His Honour concluded that it was a reasonable response for the defendant to do nothing in relation to the breach alleged by the plaintiff, i.e. the failure to implement the recommendations made by the police medical officer. After the plaintiff’s return to general duties, the plaintiff did not self-report any problems, and that system of identifying police officers at risk at that time was a reasonable response.

Causation


Establishing a breach of duty is insufficient to on its own to give rise to an award of damages. That the breach was causative of the loss must be proven.

In Carangelo v State of New South Wales [2016] NSWCA 126, the plaintiff was a police officer who was alleged to have sustained a psychiatric injury in the course of his service. At first instance it was found that NSW Police breached its duty of care to the plaintiff, but that the breach did not cause the plaintiff’s damage. The plaintiff appealed to the Court of Appeal.

In dismissing the plaintiff’s appeal, the Court of Appeal held that when mental injury or harm is proved, the question is whether it was caused by a relevant negligent act or omission. A plaintiff will fail if the evidence does not establish the link between the act or omission of the defendant and the damage or harm suffered. It must be able to be said that, but for the act or omission, the claimant would not have suffered the injury or harm. Mere loss of a chance at a better outcome is not compensable: Tabet v Gett [2010] HCA 12.

Quantum


Damages for psychological injuries often exceed $1,000,000. Past and future economic loss is the most significant head of damage and courts will often accept medical evidence that plaintiffs are unable to work.

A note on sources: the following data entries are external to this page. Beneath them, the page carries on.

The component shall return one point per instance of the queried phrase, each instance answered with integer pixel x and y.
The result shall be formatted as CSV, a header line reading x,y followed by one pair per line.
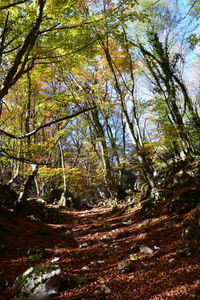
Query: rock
x,y
156,247
100,261
134,257
125,267
55,259
39,282
146,250
149,265
185,250
36,253
83,245
192,296
34,219
192,233
7,196
144,223
105,289
85,268
80,281
123,234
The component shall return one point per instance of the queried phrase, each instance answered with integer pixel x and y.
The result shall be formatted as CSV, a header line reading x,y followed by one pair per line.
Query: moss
x,y
22,280
36,253
185,250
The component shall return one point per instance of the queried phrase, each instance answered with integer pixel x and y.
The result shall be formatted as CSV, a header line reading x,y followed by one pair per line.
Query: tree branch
x,y
10,135
12,4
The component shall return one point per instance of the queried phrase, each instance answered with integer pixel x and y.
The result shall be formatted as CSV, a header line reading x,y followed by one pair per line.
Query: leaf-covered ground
x,y
89,245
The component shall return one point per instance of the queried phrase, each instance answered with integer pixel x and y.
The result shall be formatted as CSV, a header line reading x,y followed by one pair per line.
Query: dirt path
x,y
100,252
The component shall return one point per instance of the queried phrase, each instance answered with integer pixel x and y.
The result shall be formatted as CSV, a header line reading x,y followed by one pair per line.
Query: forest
x,y
99,135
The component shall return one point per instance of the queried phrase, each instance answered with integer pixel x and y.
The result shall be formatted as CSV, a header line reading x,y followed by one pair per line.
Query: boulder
x,y
39,282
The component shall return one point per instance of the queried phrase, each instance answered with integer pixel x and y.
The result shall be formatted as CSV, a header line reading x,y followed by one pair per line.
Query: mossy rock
x,y
36,253
185,250
38,282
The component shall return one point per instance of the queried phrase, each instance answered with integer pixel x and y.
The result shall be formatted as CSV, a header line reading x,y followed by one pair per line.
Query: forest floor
x,y
90,246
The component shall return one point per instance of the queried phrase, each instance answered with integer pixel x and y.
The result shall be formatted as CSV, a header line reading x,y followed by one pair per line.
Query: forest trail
x,y
101,252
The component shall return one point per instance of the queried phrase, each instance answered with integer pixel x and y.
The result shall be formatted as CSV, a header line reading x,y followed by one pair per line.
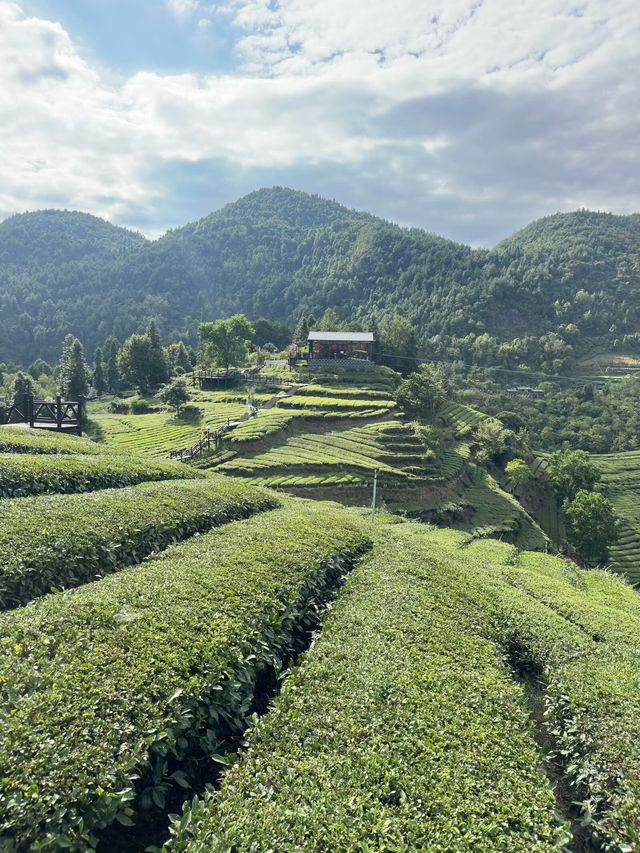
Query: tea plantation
x,y
230,655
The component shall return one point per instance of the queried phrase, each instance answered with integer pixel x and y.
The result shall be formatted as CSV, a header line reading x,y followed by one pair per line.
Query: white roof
x,y
338,337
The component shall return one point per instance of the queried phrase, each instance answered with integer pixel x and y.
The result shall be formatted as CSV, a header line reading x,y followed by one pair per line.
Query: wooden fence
x,y
60,415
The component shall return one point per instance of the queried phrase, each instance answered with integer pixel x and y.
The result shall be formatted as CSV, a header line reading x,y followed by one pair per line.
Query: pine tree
x,y
22,390
301,332
110,365
158,370
74,373
98,374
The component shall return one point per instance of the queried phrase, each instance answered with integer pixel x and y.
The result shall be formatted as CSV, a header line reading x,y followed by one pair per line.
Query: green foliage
x,y
158,368
423,394
518,473
278,254
226,342
402,725
111,369
493,441
397,344
73,370
42,441
175,394
22,391
135,361
591,525
108,530
33,474
99,381
571,472
153,668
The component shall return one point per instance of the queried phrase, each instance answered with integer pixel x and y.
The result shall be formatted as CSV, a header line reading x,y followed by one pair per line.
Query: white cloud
x,y
448,113
182,8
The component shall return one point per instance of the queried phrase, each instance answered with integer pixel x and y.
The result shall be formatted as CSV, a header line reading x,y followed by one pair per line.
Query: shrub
x,y
151,669
398,732
42,441
57,541
25,474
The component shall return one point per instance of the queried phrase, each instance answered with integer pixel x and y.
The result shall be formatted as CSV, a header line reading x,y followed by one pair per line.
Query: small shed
x,y
343,346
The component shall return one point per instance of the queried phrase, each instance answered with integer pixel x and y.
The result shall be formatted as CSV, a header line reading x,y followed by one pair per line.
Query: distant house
x,y
525,391
350,349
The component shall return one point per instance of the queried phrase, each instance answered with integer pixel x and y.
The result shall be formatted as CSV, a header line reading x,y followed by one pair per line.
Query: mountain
x,y
563,285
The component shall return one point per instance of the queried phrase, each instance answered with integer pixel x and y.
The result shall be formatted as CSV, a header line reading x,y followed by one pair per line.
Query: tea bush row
x,y
401,731
29,474
57,541
114,692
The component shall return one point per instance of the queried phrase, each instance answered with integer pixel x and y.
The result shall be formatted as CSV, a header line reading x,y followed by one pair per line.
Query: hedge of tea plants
x,y
401,731
56,541
114,692
23,474
407,727
18,440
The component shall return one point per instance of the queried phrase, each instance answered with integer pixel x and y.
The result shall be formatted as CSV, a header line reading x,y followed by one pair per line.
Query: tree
x,y
175,394
158,370
22,390
518,473
178,356
571,472
134,360
98,374
73,370
301,331
492,439
226,342
40,368
329,322
591,525
110,364
423,393
273,331
398,344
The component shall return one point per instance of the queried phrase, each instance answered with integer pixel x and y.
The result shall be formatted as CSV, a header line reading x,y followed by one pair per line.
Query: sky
x,y
468,118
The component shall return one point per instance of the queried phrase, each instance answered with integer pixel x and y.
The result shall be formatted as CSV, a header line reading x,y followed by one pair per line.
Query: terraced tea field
x,y
621,482
163,618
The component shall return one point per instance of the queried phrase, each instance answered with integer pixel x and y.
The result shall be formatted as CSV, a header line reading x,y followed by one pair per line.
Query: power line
x,y
528,373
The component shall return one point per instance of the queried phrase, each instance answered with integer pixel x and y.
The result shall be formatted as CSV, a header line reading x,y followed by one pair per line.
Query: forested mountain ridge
x,y
563,285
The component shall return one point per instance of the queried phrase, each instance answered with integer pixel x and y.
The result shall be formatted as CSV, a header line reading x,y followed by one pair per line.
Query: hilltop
x,y
277,252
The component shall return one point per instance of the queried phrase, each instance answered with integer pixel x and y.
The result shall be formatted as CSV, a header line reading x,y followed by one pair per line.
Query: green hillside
x,y
206,664
278,252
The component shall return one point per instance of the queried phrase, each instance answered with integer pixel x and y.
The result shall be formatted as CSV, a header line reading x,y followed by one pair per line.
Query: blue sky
x,y
468,118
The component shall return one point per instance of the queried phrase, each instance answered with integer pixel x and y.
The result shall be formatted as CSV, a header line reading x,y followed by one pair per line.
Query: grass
x,y
51,542
463,419
24,440
392,448
621,483
157,434
407,726
107,689
23,474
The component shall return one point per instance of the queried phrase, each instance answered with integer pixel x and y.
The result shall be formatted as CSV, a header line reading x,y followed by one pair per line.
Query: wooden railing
x,y
55,414
208,440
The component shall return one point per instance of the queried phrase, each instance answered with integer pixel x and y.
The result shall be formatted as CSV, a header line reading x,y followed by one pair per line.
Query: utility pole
x,y
375,489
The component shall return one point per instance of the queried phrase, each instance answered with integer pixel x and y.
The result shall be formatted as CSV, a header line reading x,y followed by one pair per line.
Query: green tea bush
x,y
27,474
401,731
57,541
112,693
18,440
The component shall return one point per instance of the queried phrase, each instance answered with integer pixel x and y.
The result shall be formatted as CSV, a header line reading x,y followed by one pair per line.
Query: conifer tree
x,y
110,365
158,370
74,373
98,374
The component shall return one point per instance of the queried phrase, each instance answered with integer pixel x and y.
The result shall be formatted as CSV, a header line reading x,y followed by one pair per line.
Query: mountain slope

In the matter of Melanie Sills, Judge Mahony held that he would have awarded $1,405,000 for economic loss to the plaintiff for post-traumatic stress disorder, had he held for her. The plaintiff was in her late 20s at the time she ceased work. Although the defendant tendered expert reports indicating she had capacity to work in other employment than NSW Police, his Honour preferred the plaintiff’s expert evidence and assessed damages on the basis that she had no capacity to return to work at all.

In Hadassa Erlich v Malka Leifer & Another [2015] VSC 499 the plaintiff attended an ultra-orthodox Jewish school, ran by the second defendant, where she was sexually abused by the headmistress, the first defendant. The plaintiff alleged she suffered consequential psychiatric injury. Damages were awarded to the plaintiff in the sum of $1,124,428. The plaintiff’s own evidence was that she was working up to 20 hours a week as a carer, but she also tendered expert evidence that she was incapable of working more than part time casual roles due to her illness. This evidence was accepted and the plaintiff was awarded damages on the basis that she had lost 50% of her future earning capacity, minus 15% for vicissitudes.

Almost $4,000,000 was awarded to the plaintiff in the matter of Optus Administration Pty Limited v Glenn Wright by his tutor James Stuart Wright [2017] NSWCA 21. The quantum of damage was appealed, however this was not considered by the majority of the Court of Appeal as the Court found that the defendant was not liable.

Summary


It is trite to go back to basics. What is the duty alleged and was that duty owed to the plaintiff? Was there a breach of duty and was the breach causative of the loss claimed? The above cases highlight the importance of analysing these fundamental issues within the factual matrix of each case. One size does not fit all and each matter must be assessed on its merits.